19 février 2019

En cheminant avec… Milly Witcop

Posté par Paul dans la catégorie : Histoire locale, nationale, internationale : pages de mémoire; Portraits d'artistes, de militantes et militants libertaires d'ici et d'ailleurs .

Un petit saut en arrière dans le temps. Un peu plus d’un siècle exactement… Londres 1912. Petit portrait de groupe dans le milieu anarchiste de la capitale. A gauche, un couple. L’homme aux petites lunettes rondes à l’arrière c’est Rudolf Rocker, un militant d’origine allemande, en exil. Il va devenir l’un des théoriciens importants de l’anarchisme (même si ses travaux sont plutôt méconnus en France). Devant lui, une jeune femme avec un chapeau de dimension respectable, fixe le photographe l’air très sérieux. C’est Milly Witcop une militante d’origine ukrainienne, en exil, le sujet principal de cette chronique. Cela fait déjà une quinzaine d’années qu’elle est devenue la compagne de Rocker, l’orateur séduisant qu’elle a rencontré en 1895 lors d’une réunion avec un petit groupe d’activistes juifs dans le quartier d’East End. En 1912, ils ont déjà vécu pas mal d’aventures en commun, dont un voyage aller-retour à New York, mais elle ne se doute pas encore que leur union va durer cinquante huit années au total.  La jeune femme va jouer un rôle considérable dans la vie et dans l’œuvre de son compagnon. On conserve le souvenir des personnages importants dans l’histoire sociale ; on oublie trop souvent que certains ont bénéficié, dans l’ombre, du soutien incessant de leur conjoint. Vous me direz qu’il en va de même pour les écrivains, les peintres ou les savants les plus connus… Certes ! Dans le cas du couple Rocker, particulièrement fusionnel, il est important de rendre à Milly la place qui est la sienne : compagne de lutte, inspiratrice, soutien de tous les instants, même si cette femme courageuse n’a signé de son nom aucun écrit important pour la postérité.

 Rien ne prédispose Milly à devenir une activiste féministe, anarchiste, militante infatigable pour la paix, contre le racisme, l’antisémitisme et l’exploitation des travailleurs par le Capital tout-puissant. Elle est née dans la petite ville de Zlatopol en Ukraine. La famille Vitkopsky, de confession juive, est d’origine russe et ukrainienne. Ainée de quatre sœurs, elle est la première à quitter son pays d’origine pour rejoindre la Grande Bretagne, en 1894. Elle espère trouver à Londres un travail suffisamment bien rémunéré pour permettre ensuite au restant de sa famille, dont l’existence est sans cesse menacée par les persécutions, de la rejoindre. Les conditions de travail sont particulièrement dures, même si une solidarité remarquable dans le quartier juif de l’East End permet aux émigrants de survivre.

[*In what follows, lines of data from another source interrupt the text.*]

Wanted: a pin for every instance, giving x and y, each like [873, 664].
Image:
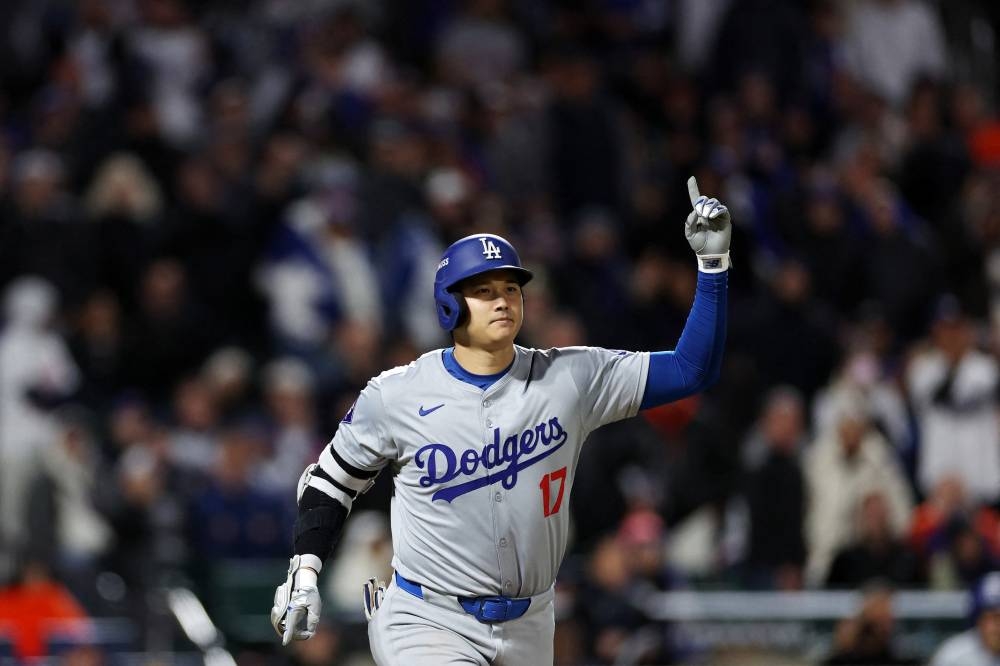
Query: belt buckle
[494, 609]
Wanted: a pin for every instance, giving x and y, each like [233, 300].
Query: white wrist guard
[713, 263]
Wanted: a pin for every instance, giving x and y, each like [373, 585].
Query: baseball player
[483, 440]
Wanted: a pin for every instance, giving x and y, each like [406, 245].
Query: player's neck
[481, 361]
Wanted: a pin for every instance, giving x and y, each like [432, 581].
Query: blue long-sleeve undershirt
[695, 363]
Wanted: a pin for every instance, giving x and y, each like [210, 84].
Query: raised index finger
[291, 621]
[693, 192]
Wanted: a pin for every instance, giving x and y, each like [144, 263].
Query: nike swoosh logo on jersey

Ce n’est qu’en travaillant sans relâche qu’elle arrive à faire quelques économies pour atteindre son objectif. Elle prend très vite conscience des conditions invraisemblables dans lesquelles elle travaille, ainsi que ses compagnes. La lecture de la brochure rédigée par un anarchiste déjà célèbre à l’époque, Pierre Kropotkine, l’impressionne vivement et l’amène à rompre avec son ancien mode de pensée et ses traditions d’origine. Elle prend contact et s’implique dans l’équipe de militants qui rédige et diffuse le journal de propagande anarchiste « Arbeyter Fraynd ». Un an après son arrivée, elle fait la connaissance de Rudolf Rocker…

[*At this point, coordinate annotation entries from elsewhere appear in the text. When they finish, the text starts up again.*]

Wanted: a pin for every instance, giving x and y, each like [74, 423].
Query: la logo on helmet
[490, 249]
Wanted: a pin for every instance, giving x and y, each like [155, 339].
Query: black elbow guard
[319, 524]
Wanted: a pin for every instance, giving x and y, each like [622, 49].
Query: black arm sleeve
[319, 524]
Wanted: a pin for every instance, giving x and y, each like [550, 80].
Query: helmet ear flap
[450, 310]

Milly ayant relativement peu écrit, la majorité des informations sur leur vie commune provient des divers hommages que Rudolf lui a rendus. Voici le portrait qu’il dresse de sa future conjointe lorsqu’il la rencontre :

« Comment et pourquoi la vie nous a-t-elle réunis ? Le comment pourrait encore s’expliquer, mais le pourquoi demeure insondable, comme la vie elle-même […] Pour Milly et moi, voilà donc comment les choses se sont passées : nous nous sommes trouvés et, bien que chacun de nous provint de sphères parfaitement étrangères, nous avons construit notre propre monde. Cela et seulement cela fut l’essentiel de notre vie. Quand j’ai rencontré Milly, il y a soixante ans, à Londres, je faisais partie du groupe Arbeyter Fraynd et travaillais à cette cause autant que je le pouvais. Milly, qui, de par ses origines, était quelqu’un de profondément religieux, trouva en Angleterre une atmosphère très différente de la vie juive qu’elle avait connue dans sa petite ville ukrainienne. Dans les célèbres sweatingshops (exploitations ouvrières) du grand Ghetto de Londres, où elle gagnait tout juste sa vie, il lui arrivait de travailler le jour du shabbath et même d’exécuter des taches qui contrariaient les principes de la religion juive. La jeune fille s’y refusait parfois, et, pour cette raison, perdit plus d’une fois son emploi et traversa des périodes difficiles. […] Le hasard voulut qu’un militant actif du mouvement libertaire de l’East End fut admis dans l’atelier où elle travaillait, et, au cours de discussions, Milly entendit pour la première fois, des choses qui, jusque-là, lui avaient été totalement étrangères et qui provoquèrent en elle un très grand trouble…»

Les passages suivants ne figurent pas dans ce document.